Hasilnya, anak yang merasa tak istimewa tersebut ingin selalu menjadi nomor satu. Menggunakan segala cara untuk menjadi yang terbaik. Namun bisa juga sebaliknya, menjadi pribadi yang apatis, pesimis, dan selalu berpikir bahwa dirinya memang diciptakan sebagai “si nomor dua”.

Tak Pernah Mati, Hanya Tersembunyi

Inner child yang ada pada diri seseorang memang tak pernah mati, hanya tersembunyi sedemikian rupa di balik tubuh orang dewasa. Setiap orang pada usia yang sama memiliki tingkat kedewasaan yang berbeda. Bahkan tak sedikit orang yang karakternya jauh lebih dewasa dibandingkan usianya. 

Kadar kedewasaan seseorang terbentuk oleh berbagai faktor, yaitu pelajaran hidup yang pernah diterima, kemampuan diri sendiri dalam menghadapi masalah, dan tuntutan lingkungan. Walaupun ada sepasang anak kembar yang selalu mengalami pengalaman persis sama, belum tentu keduanya akan mencapai tingkat kedewasaan yang sama. Karena pola pikir dan daya tahan setiap orang pasti berbeda.


Seiring bertambahnya usia, biasanya seseorang akan semakin mahir “menyembunyikan” inner child-nya. Wujud inner child tersebut mulai tersembunyi di balik tubuh dewasa dan kematangan pola pikir. Orang dewasa kerap tak sempat mengutamakan sense of inner child yang dimilikinya. Sebab tuntutan hidup dari lingkungan sekitar terus berubah. Bergerak dinamis seiring perkembangan zaman.

Tak dapat dipungkiri jika kadang kala inner child itu muncul ketika menghadapi situasi tertentu. Reaksi yang dipengaruhi inner child tersebut bahkan dapat membuat orang lain di sekitar kita jadi terkejut.
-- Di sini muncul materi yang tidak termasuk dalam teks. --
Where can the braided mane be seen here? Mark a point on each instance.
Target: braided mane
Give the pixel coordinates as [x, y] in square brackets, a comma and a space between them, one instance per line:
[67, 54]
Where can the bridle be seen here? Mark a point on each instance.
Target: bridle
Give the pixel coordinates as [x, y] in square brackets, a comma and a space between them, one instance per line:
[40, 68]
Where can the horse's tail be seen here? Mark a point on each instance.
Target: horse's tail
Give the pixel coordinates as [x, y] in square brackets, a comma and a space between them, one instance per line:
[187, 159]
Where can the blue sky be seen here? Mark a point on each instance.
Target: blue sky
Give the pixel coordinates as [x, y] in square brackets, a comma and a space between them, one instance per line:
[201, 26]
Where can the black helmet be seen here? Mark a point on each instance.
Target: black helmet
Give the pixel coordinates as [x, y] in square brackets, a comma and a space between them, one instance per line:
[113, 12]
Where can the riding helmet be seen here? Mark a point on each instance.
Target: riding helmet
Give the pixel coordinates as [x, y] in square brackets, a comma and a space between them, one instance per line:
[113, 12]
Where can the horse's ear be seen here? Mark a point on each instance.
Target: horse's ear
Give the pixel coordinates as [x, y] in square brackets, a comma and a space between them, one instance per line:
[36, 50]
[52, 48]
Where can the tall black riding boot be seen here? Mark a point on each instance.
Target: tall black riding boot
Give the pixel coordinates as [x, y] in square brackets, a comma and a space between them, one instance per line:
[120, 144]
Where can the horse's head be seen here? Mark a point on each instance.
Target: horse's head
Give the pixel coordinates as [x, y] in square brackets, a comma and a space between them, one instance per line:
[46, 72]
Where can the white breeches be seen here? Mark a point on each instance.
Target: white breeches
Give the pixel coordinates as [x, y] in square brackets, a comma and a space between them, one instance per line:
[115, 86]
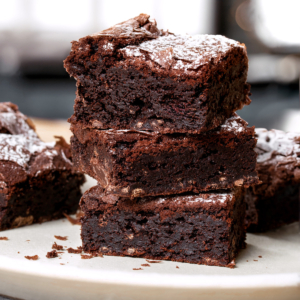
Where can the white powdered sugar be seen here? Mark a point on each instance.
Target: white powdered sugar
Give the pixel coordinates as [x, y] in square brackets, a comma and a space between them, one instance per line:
[277, 142]
[19, 148]
[189, 52]
[233, 124]
[15, 123]
[213, 198]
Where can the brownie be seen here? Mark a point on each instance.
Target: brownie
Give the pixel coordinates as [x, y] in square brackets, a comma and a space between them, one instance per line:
[138, 163]
[135, 76]
[275, 202]
[205, 228]
[37, 180]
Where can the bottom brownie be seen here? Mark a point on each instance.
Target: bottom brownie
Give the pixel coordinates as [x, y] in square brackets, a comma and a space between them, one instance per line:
[205, 229]
[266, 213]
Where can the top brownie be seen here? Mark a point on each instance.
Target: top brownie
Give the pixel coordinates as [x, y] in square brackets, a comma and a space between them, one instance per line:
[135, 76]
[278, 160]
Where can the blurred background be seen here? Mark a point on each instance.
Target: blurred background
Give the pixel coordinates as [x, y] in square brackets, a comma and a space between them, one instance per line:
[35, 38]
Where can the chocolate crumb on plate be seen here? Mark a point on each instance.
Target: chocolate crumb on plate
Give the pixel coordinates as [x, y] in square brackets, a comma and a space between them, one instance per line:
[86, 256]
[73, 221]
[52, 254]
[62, 238]
[57, 247]
[34, 257]
[76, 251]
[153, 261]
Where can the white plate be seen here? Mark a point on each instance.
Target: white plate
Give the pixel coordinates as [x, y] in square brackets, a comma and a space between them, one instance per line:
[274, 276]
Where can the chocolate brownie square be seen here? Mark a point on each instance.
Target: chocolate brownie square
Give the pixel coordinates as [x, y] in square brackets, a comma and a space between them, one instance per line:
[139, 163]
[135, 76]
[204, 228]
[275, 202]
[37, 180]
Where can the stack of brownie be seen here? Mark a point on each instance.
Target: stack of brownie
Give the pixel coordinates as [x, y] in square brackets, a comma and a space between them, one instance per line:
[155, 125]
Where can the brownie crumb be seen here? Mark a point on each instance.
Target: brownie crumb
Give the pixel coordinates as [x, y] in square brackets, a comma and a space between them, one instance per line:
[153, 261]
[72, 220]
[83, 256]
[52, 254]
[79, 214]
[76, 251]
[145, 265]
[57, 247]
[62, 238]
[94, 253]
[34, 257]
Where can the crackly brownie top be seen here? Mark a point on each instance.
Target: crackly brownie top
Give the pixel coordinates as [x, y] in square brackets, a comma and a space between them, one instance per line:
[22, 153]
[183, 52]
[95, 198]
[138, 26]
[278, 160]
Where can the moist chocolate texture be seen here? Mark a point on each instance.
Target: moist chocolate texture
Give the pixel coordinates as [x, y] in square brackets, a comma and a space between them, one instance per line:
[203, 229]
[138, 163]
[37, 180]
[275, 202]
[135, 76]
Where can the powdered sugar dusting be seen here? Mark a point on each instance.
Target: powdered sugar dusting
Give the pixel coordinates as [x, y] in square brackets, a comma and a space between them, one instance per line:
[277, 142]
[19, 148]
[15, 123]
[188, 52]
[233, 124]
[206, 198]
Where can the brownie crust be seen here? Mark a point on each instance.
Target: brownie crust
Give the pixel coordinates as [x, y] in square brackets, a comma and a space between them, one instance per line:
[275, 201]
[137, 163]
[202, 229]
[133, 77]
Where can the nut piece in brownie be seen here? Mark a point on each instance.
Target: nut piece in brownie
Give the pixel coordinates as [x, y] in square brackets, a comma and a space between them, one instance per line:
[139, 163]
[37, 180]
[202, 229]
[135, 76]
[275, 202]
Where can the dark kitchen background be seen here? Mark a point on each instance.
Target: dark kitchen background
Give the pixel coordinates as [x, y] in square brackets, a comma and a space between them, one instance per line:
[35, 38]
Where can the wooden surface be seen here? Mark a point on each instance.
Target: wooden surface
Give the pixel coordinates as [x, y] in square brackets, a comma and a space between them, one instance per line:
[47, 129]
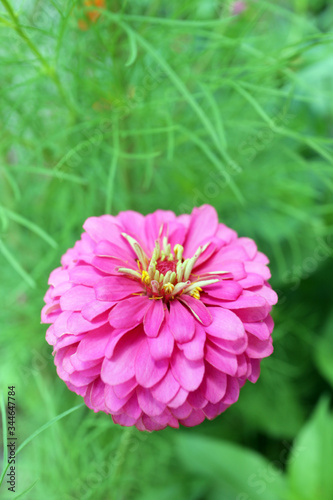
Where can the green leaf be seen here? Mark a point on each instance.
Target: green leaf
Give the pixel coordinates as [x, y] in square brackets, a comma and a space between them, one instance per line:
[233, 471]
[310, 462]
[324, 352]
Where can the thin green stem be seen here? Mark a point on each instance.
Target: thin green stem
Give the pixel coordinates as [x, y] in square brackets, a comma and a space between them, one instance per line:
[49, 70]
[25, 37]
[120, 458]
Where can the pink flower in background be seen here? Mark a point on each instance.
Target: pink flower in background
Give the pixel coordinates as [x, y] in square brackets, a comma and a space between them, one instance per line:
[159, 320]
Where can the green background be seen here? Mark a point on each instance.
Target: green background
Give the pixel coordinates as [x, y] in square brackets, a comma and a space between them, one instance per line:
[168, 104]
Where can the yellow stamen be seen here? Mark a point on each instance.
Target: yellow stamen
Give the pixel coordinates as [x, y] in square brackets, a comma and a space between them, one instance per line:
[196, 293]
[168, 287]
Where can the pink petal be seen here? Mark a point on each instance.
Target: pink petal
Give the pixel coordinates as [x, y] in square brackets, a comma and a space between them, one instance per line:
[197, 308]
[148, 403]
[213, 410]
[58, 276]
[132, 408]
[220, 359]
[179, 398]
[94, 308]
[259, 348]
[262, 329]
[113, 403]
[148, 371]
[122, 390]
[115, 288]
[124, 420]
[195, 418]
[115, 337]
[225, 325]
[182, 411]
[225, 233]
[226, 290]
[75, 298]
[251, 280]
[215, 384]
[84, 275]
[197, 398]
[194, 349]
[153, 318]
[257, 268]
[232, 392]
[104, 228]
[235, 267]
[237, 346]
[120, 368]
[165, 390]
[233, 251]
[161, 347]
[181, 322]
[267, 293]
[94, 397]
[242, 366]
[107, 249]
[255, 370]
[130, 312]
[262, 258]
[249, 246]
[77, 324]
[187, 372]
[93, 346]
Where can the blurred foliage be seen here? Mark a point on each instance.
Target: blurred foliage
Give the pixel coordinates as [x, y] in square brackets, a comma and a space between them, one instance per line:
[171, 105]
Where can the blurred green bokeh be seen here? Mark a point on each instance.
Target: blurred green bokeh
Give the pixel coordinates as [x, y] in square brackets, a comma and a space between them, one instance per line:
[166, 104]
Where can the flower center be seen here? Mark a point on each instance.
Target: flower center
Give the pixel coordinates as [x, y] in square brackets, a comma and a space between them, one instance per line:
[166, 274]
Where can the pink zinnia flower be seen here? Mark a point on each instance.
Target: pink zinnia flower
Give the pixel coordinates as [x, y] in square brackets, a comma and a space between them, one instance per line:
[159, 320]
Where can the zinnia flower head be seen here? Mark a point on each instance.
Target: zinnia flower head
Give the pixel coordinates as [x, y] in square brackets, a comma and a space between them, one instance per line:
[159, 320]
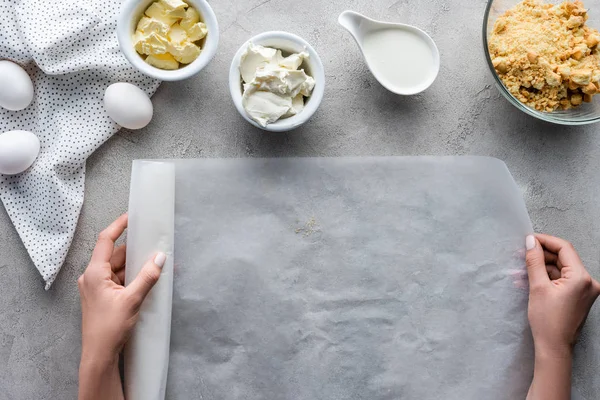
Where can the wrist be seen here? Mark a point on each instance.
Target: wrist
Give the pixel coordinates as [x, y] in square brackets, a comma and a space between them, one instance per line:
[557, 353]
[98, 358]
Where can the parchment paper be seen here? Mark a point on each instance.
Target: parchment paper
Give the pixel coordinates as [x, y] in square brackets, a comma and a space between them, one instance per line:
[360, 278]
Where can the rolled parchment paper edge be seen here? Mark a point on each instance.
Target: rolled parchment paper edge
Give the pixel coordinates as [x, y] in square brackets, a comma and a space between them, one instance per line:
[151, 229]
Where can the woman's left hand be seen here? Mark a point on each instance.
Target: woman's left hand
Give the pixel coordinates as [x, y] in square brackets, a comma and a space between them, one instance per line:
[110, 311]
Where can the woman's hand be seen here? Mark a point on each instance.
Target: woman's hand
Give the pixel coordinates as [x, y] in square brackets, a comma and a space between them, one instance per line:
[561, 295]
[109, 312]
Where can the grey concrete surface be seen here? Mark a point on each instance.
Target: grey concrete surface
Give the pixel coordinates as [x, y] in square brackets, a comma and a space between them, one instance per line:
[462, 113]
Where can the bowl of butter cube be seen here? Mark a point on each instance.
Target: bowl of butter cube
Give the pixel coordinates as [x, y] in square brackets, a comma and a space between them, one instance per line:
[170, 40]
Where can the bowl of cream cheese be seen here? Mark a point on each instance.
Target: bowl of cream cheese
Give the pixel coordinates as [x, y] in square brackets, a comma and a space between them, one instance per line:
[170, 40]
[277, 81]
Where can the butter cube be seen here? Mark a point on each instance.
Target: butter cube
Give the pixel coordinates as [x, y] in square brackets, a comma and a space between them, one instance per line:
[148, 25]
[163, 61]
[177, 34]
[191, 17]
[197, 32]
[174, 8]
[158, 11]
[150, 44]
[185, 52]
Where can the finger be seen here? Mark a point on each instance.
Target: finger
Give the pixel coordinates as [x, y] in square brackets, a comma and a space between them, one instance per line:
[536, 267]
[553, 272]
[565, 251]
[596, 286]
[552, 258]
[146, 279]
[106, 240]
[115, 279]
[121, 276]
[117, 261]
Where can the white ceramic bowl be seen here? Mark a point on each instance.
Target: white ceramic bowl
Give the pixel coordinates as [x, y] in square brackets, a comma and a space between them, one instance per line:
[131, 13]
[288, 43]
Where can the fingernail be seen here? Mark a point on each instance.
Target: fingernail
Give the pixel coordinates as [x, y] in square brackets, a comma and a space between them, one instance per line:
[530, 242]
[160, 259]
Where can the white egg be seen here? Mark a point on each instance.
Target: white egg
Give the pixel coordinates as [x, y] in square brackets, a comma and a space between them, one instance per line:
[16, 88]
[18, 151]
[128, 105]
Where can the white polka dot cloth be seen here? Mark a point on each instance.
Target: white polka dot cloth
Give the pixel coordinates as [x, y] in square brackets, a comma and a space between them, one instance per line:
[70, 50]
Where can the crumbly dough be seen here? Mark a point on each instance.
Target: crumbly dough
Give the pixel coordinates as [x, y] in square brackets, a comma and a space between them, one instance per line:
[545, 54]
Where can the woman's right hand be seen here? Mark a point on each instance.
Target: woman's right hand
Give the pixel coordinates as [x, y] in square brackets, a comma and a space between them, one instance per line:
[561, 295]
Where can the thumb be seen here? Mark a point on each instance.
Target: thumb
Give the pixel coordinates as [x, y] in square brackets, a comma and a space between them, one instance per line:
[536, 264]
[147, 278]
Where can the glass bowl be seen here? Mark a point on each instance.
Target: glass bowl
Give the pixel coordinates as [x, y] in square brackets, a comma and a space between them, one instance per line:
[587, 113]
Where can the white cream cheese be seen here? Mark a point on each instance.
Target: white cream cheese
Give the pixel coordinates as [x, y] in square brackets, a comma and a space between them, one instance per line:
[274, 87]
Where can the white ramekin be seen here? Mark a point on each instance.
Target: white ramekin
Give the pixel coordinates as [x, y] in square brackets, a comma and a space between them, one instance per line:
[289, 43]
[131, 13]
Mereka akan merasa bahwa kita menunjukkan sisi yang sangat bertolak belakang dengan yang mereka kenal selama ini. Kita bisa tiba-tiba sangat gembira, marah, atau sangat sedih terhadap sesuatu. Karena inner child yang ada di alam bawah sadar seakan memutar kembali memori dan perasaan kita semasa kecil. 



Namun, ada segelintir orang yang terbiasa menahan kemunculan inner child tersebut. Mereka terbiasa menempatkan dirinya sebagai orang yang dewasa, tenang, dan tidak gegabah. Pengalaman hidup yang pahit menempa mereka menjadi sosok yang keras. Berusaha berubah dari seorang anak kecil lemah menjadi orang dewasa yang “sempurna” dan “punya segalanya”. 

Tidak akan ada orang yang memahami inner child seseorang selain dirinya sendiri. Jadi, berkeluh kesah atau sedih memang tak ada gunanya. Membuat orang-orang yang dikasihi ikut merasa sedih dan berbeban berat adalah sebuah kesalahan besar. Banyak orang berusaha menyembunyikan inner child-nya supaya seisi dunia tahu bahwa dia berbahagia. Keputusan itu tentu tidak salah. Biarkan dia tetap tersembunyi dalam tubuh kita. 

Sebab kita tak hidup untuknya, melainkan dia yang harus tahu. Bahwa kita tak ingin terjebak pada pengalaman masa lalu.